Come avrebbe supposto George Santayana, "Coloro che dimenticano la storia sono destinati a ripeterlo". Beh, potrebbe non averlo detto esattamente (vedi Thomas, RK, 2007, Errori ricorrenti nella storia recente dei libri di testo di psicologia. di psicologia, 120, 477-495), ma mi piace comunque la citazione. Come notiamo nel nostro recente libro, "50 grandi miti della psicologia popolare: frantumazione di equivoci diffusi sul comportamento umano" (Lilienfeld, Lynn, Ruscio, e Beyerstein, 2010, Wiley-Blackwell), molte leggende metropolitane vengono ripetute fino alla nausea, nonostante i ricercatori 'ripetuti tentativi di ridimensionarli – in parte perché questi miti spesso creano storie di notizie così belle.
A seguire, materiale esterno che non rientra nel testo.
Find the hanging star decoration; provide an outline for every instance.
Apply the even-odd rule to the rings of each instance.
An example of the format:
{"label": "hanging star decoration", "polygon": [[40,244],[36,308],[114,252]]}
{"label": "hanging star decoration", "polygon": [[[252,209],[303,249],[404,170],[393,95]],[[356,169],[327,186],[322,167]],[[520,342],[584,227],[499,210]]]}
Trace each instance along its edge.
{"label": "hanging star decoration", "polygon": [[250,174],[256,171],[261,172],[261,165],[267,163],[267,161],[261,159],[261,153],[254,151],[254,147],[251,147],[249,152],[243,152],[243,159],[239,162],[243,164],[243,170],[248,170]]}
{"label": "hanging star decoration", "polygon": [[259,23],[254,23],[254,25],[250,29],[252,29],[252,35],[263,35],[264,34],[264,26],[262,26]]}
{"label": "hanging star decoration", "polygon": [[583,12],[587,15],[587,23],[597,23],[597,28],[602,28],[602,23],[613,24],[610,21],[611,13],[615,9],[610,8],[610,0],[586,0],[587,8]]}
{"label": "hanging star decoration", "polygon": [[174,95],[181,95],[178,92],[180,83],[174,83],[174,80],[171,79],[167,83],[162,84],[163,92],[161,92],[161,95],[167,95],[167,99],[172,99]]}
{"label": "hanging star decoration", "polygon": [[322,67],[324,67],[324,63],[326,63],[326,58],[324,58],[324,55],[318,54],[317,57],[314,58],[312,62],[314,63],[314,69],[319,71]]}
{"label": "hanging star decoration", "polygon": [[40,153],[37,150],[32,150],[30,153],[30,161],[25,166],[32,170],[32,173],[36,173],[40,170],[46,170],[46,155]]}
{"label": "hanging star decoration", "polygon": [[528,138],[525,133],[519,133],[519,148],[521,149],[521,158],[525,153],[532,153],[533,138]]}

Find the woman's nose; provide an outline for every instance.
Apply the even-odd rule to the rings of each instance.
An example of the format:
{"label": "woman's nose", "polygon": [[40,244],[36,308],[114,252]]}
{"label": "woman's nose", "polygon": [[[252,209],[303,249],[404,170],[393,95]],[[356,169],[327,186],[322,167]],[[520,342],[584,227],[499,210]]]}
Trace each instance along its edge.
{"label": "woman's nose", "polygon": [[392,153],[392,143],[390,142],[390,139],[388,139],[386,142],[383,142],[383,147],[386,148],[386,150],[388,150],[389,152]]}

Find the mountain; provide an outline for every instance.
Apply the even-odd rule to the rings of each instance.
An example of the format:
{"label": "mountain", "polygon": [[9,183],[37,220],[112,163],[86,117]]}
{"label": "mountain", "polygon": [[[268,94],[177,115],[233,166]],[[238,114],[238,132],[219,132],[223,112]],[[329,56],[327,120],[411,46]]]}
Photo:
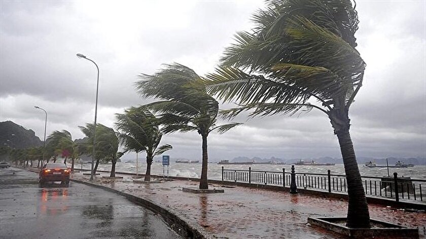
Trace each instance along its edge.
{"label": "mountain", "polygon": [[1,146],[24,149],[43,145],[43,142],[31,129],[27,129],[10,121],[0,122]]}

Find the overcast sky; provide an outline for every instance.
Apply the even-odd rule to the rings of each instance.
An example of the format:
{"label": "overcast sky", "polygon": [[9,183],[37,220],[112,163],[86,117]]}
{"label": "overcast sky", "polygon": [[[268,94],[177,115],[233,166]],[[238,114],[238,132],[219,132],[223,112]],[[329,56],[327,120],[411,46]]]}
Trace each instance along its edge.
{"label": "overcast sky", "polygon": [[[236,31],[253,25],[263,1],[105,1],[0,0],[0,121],[12,120],[43,138],[93,122],[100,70],[98,122],[143,104],[134,83],[176,62],[200,75],[214,70]],[[426,157],[426,1],[357,1],[358,50],[367,63],[349,112],[359,156]],[[308,114],[246,121],[209,136],[209,158],[340,157],[329,120]],[[201,158],[196,132],[163,137],[171,157]],[[127,157],[130,157],[129,155]]]}

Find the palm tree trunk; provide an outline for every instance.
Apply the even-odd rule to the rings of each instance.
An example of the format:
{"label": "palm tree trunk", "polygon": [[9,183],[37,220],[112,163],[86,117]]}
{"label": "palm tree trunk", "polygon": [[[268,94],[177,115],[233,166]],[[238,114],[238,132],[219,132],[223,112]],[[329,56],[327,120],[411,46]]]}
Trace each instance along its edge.
{"label": "palm tree trunk", "polygon": [[71,159],[71,172],[74,172],[74,158]]}
{"label": "palm tree trunk", "polygon": [[339,130],[336,134],[339,139],[347,182],[348,205],[346,225],[351,228],[369,228],[368,204],[349,133],[349,127]]}
{"label": "palm tree trunk", "polygon": [[96,160],[96,163],[95,163],[95,167],[93,168],[93,174],[96,174],[96,171],[97,171],[97,166],[99,165],[99,159]]}
{"label": "palm tree trunk", "polygon": [[151,166],[152,164],[152,154],[147,151],[147,172],[145,173],[145,178],[144,180],[146,181],[151,181]]}
{"label": "palm tree trunk", "polygon": [[117,163],[117,159],[113,159],[111,160],[113,165],[111,165],[111,174],[110,175],[110,178],[115,177],[115,165]]}
{"label": "palm tree trunk", "polygon": [[201,165],[201,177],[200,179],[200,189],[208,189],[207,183],[207,167],[208,156],[207,154],[207,135],[202,134],[202,164]]}

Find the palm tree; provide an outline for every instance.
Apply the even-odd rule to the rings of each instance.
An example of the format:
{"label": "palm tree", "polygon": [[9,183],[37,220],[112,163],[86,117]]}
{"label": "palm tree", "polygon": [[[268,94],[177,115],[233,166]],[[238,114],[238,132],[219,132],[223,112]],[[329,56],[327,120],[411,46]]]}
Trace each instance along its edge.
{"label": "palm tree", "polygon": [[[56,130],[50,134],[48,140],[52,147],[60,150],[62,157],[65,158],[64,163],[66,163],[67,158],[71,158],[71,171],[74,171],[75,160],[81,156],[83,152],[81,149],[80,145],[73,141],[71,133],[65,130],[61,131]],[[54,151],[54,154],[57,152]]]}
{"label": "palm tree", "polygon": [[[103,125],[100,125],[100,127]],[[104,162],[111,161],[111,172],[110,177],[115,177],[116,164],[118,159],[121,157],[124,153],[118,152],[119,140],[117,137],[118,133],[114,131],[111,128],[106,127],[103,130],[99,130],[99,133],[96,133],[96,148],[97,150],[101,151],[103,154],[102,160]]]}
{"label": "palm tree", "polygon": [[[84,152],[89,155],[93,154],[93,127],[92,123],[86,123],[86,126],[79,126],[80,130],[87,137],[87,140],[84,144]],[[118,140],[114,129],[101,124],[96,124],[96,142],[95,146],[95,159],[96,163],[93,168],[93,173],[97,170],[98,166],[101,161],[108,162],[111,161],[113,163],[111,175],[115,177],[115,163],[122,154],[119,153]],[[114,174],[113,174],[114,169]]]}
{"label": "palm tree", "polygon": [[147,171],[145,181],[151,180],[151,167],[154,157],[172,149],[170,145],[158,147],[163,134],[160,132],[159,121],[148,109],[143,107],[131,107],[124,114],[116,114],[116,127],[126,151],[147,153]]}
{"label": "palm tree", "polygon": [[163,101],[146,106],[154,113],[160,113],[160,122],[164,125],[162,131],[196,131],[202,140],[202,165],[200,179],[200,189],[207,189],[207,138],[212,131],[217,129],[223,133],[240,124],[232,123],[217,126],[219,104],[208,95],[204,87],[197,86],[205,80],[192,70],[174,63],[166,65],[153,75],[143,74],[136,82],[138,92],[145,97],[155,97]]}
{"label": "palm tree", "polygon": [[[368,206],[349,134],[349,108],[362,85],[365,63],[355,47],[359,22],[349,0],[269,0],[240,32],[222,65],[207,76],[208,92],[240,107],[225,118],[292,115],[313,109],[330,119],[348,183],[347,225],[369,227]],[[248,71],[248,73],[246,72]]]}

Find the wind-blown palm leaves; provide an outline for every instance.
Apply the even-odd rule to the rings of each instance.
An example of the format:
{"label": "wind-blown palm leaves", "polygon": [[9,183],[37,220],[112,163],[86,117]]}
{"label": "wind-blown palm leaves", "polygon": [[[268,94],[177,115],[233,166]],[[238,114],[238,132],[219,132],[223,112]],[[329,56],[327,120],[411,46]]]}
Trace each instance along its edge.
{"label": "wind-blown palm leaves", "polygon": [[239,124],[216,125],[219,104],[197,82],[204,81],[192,70],[174,63],[166,65],[153,75],[141,75],[136,89],[142,95],[163,100],[146,105],[160,113],[162,131],[196,131],[202,140],[202,165],[200,189],[208,189],[207,138],[215,129],[223,133]]}
{"label": "wind-blown palm leaves", "polygon": [[147,153],[147,170],[145,181],[151,180],[151,167],[155,156],[172,149],[170,145],[158,147],[163,134],[160,132],[159,120],[143,107],[131,107],[124,114],[116,114],[116,128],[126,151]]}
{"label": "wind-blown palm leaves", "polygon": [[[65,158],[64,163],[66,162],[68,157],[71,158],[71,171],[74,171],[76,159],[78,159],[84,153],[82,146],[73,141],[71,133],[65,130],[54,131],[48,137],[48,140],[49,140],[48,145],[50,145],[48,148],[52,147],[57,150],[59,150],[60,154]],[[57,151],[54,151],[54,154],[58,153],[59,152]]]}
{"label": "wind-blown palm leaves", "polygon": [[[103,126],[101,125],[100,127]],[[119,142],[117,134],[118,133],[114,131],[111,128],[105,127],[102,130],[99,130],[99,133],[96,134],[96,145],[97,151],[102,152],[104,155],[101,159],[104,162],[111,161],[111,172],[110,177],[115,177],[116,164],[118,159],[121,157],[124,153],[118,151]]]}
{"label": "wind-blown palm leaves", "polygon": [[[79,126],[80,130],[88,138],[84,146],[85,152],[89,155],[93,154],[93,128],[92,123],[86,124],[86,126]],[[117,133],[114,129],[101,124],[96,124],[96,141],[95,146],[96,163],[93,168],[94,174],[97,170],[99,162],[111,161],[113,163],[110,177],[115,177],[115,165],[123,153],[118,152],[119,141]],[[113,173],[114,172],[114,173]]]}
{"label": "wind-blown palm leaves", "polygon": [[[369,214],[349,133],[348,111],[365,63],[355,49],[359,22],[349,0],[267,1],[253,32],[238,32],[222,66],[207,77],[208,92],[252,116],[320,110],[340,143],[348,182],[347,224],[370,226]],[[247,71],[247,73],[246,73]]]}

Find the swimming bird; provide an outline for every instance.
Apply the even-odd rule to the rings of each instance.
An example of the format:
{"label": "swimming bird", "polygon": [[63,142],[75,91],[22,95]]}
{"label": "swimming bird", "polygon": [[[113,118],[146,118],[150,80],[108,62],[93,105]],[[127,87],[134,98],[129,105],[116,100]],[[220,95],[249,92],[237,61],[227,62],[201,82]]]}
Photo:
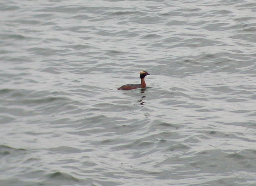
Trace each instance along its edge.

Forse da nessuna parte la saggezza di Santayana è più appropriata che nell'abitudine dei media di riportare acriticamente "scoperte" psicologiche e mediche, ignorando palesemente le scoperte scientifiche precedenti.

L'esempio più recente dell'amnesia collettiva dei media in questo senso deriva da una notizia che ha attirato la mia attenzione lo scorso lunedì (23 novembre). Quel giorno, una serie di organizzazioni di notizie – CNN, Fox News, MSNBC e molti altri – hanno riferito che un uomo belga di 46 anni, Rom Houben, che ha fatto il coma per 23 anni dopo un devastante incidente automobilistico, aveva infatti stato erroneamente diagnosticato come in uno stato vegetativo. Per oltre due decenni, i suoi medici avevano ipotizzato che Houben fosse incosciente e completamente incapace di comunicare.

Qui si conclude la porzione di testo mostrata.